Recuerdo una leyenda árabe en la que se narra que, por su afán de conocimiento, el joven Abdallah Al Hamidin recorrió aldeas y ciudades de la región del Creciente Fértil. Conversaba con la gente, observaba la naturaleza y siempre estaba atento a lo que acontecía a su alrededor. Un día pasó por un cementerio y se detuvo a rezar ante las tumbas por la paz de las almas de aquellos que allí fueron enterrados. Mientras oraba, le llamó poderosamente la atención las inscripciones de las lápidas: Fawzia Alkhamesi -vivió 5 años y 25 días-; Saleh Habib -vivió 11 años y 16 días-; Mohammed Al Thabiti -vivió 8 años y seis meses-; etc., etc.

Sumamente intrigado se acercó al primer sepulturero que vio para preguntarle si ese era un cementerio de niños y qué había sucedido para que murieran tan jovencitos. Ante estas preguntas de Al Hamidin el hombre le respondió: “No son niños los que están muertos y enterrados aquí. En esta aldea tenemos la costumbre de hacer un balance del tiempo negativo y positivo, es decir, del tiempo de infelicidad y de dicha vivida por cada persona. Se anota uno y otro y la diferencia, al fallecer, es el tiempo que se considera que vivieron de forma positiva, que fueron felices”.

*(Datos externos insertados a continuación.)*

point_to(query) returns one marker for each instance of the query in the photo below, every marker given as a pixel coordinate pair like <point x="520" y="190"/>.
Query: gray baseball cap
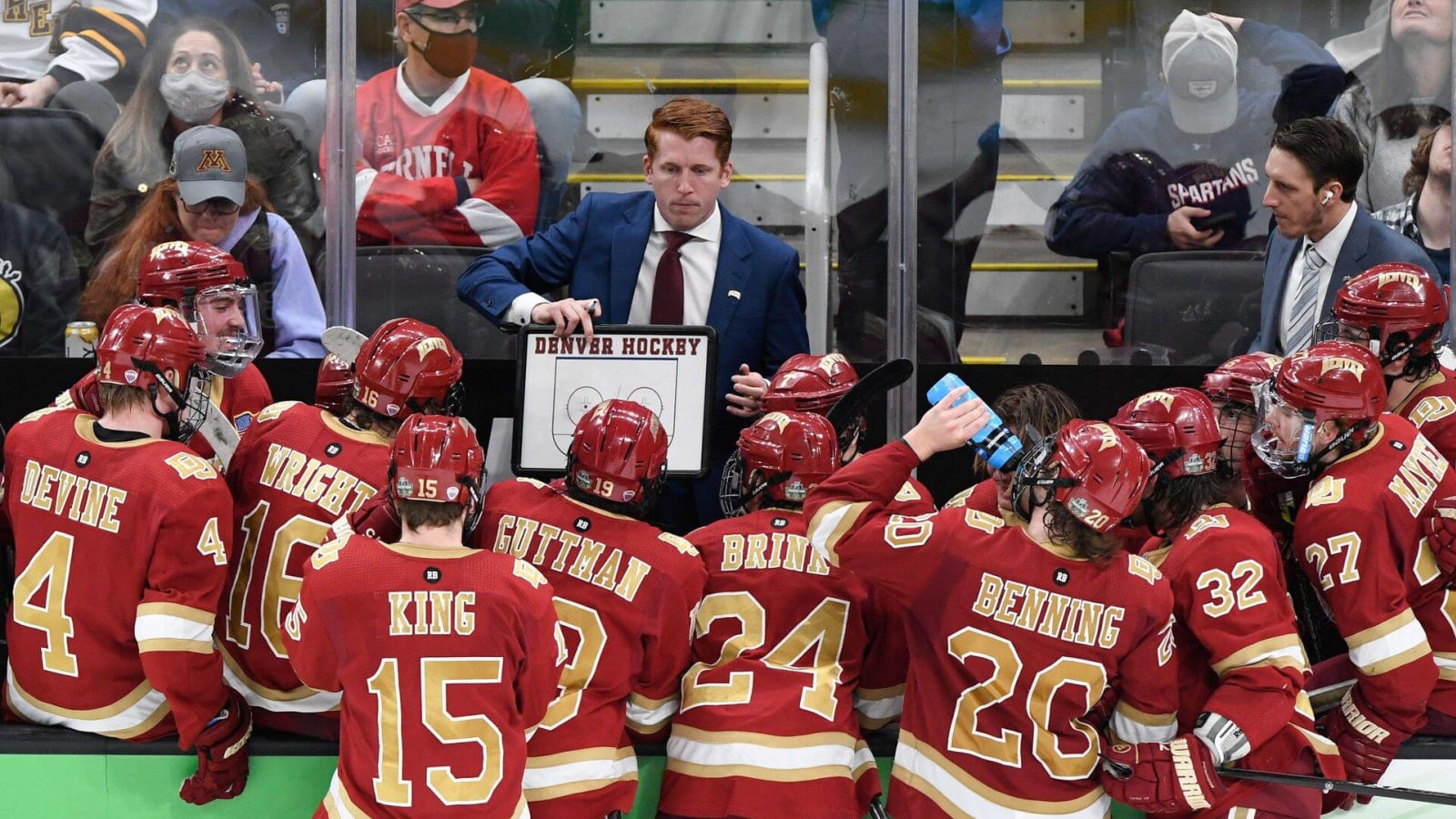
<point x="210" y="162"/>
<point x="1200" y="58"/>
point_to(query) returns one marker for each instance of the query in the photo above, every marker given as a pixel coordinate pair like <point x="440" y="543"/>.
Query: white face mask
<point x="194" y="98"/>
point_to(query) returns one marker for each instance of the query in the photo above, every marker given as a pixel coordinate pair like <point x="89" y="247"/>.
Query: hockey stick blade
<point x="220" y="435"/>
<point x="871" y="387"/>
<point x="1343" y="785"/>
<point x="344" y="341"/>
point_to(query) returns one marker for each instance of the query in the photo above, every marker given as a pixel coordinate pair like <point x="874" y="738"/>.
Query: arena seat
<point x="48" y="157"/>
<point x="1201" y="307"/>
<point x="420" y="281"/>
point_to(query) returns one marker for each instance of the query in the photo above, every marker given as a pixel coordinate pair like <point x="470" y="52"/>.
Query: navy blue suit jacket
<point x="756" y="307"/>
<point x="1368" y="245"/>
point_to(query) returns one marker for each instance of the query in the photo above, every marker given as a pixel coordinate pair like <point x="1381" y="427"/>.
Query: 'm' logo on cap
<point x="215" y="159"/>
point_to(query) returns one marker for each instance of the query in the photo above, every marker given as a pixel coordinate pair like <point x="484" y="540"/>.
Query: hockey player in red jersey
<point x="625" y="595"/>
<point x="448" y="152"/>
<point x="814" y="383"/>
<point x="213" y="293"/>
<point x="446" y="656"/>
<point x="1023" y="409"/>
<point x="298" y="471"/>
<point x="783" y="643"/>
<point x="1241" y="668"/>
<point x="121" y="541"/>
<point x="1359" y="540"/>
<point x="1398" y="312"/>
<point x="1016" y="630"/>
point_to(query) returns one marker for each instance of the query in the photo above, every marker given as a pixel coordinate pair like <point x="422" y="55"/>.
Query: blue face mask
<point x="194" y="98"/>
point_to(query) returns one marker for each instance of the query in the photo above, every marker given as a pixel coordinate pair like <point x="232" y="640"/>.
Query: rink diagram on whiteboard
<point x="581" y="383"/>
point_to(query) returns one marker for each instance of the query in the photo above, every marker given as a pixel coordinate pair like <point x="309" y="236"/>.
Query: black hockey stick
<point x="1343" y="785"/>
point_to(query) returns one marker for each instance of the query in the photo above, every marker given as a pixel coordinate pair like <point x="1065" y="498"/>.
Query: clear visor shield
<point x="228" y="322"/>
<point x="1285" y="436"/>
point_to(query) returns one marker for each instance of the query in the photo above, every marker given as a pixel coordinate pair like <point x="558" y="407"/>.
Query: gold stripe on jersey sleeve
<point x="175" y="644"/>
<point x="177" y="610"/>
<point x="769" y="741"/>
<point x="980" y="789"/>
<point x="844" y="513"/>
<point x="1285" y="651"/>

Los allí sepultados vivieron casi toda su existencia sin saber que la vida es hermosa, que el mundo también lo es, que el ser humano, que lo habita, encierra en su intelecto un universo de posibilidades reales que, si se preocupa de descubrir y de valorar, será consciente de lo extraordinaria que es esta capacidad que lo caracteriza. La vida debe ser una lucha diaria para prescindir de lo innecesario y erradicar de cada uno lo nocivo. La lucha es ardua, inconmutable, pero si en cualquier hombre las victorias predominan, con creces, sobre las derrotas, gracias al amor que engendra y comparte, y si persevera en su valía interior y la acrecienta constantemente, puede acceder a un mundo impensado, inconcebible, a ese mundo que la mayoría de los humanos desea, pero que solo se queda en eso: en deseo. “Yo amo a toda la gente, manifiesta Gibrán J. Gibrán. Le amo mucho. Según mi criterio, la humanidad se divide en tres partes: la que maldice la vida, la que la bendice y la que medita en ella. Amo al primer grupo por su desdicha, al segundo, por su tolerancia, y al tercero…, por sus razonamientos”. ¡Cuánta luz encierran estas palabras! ¡Qué cierto es que quien se olvida de amar…, se olvida de vivir!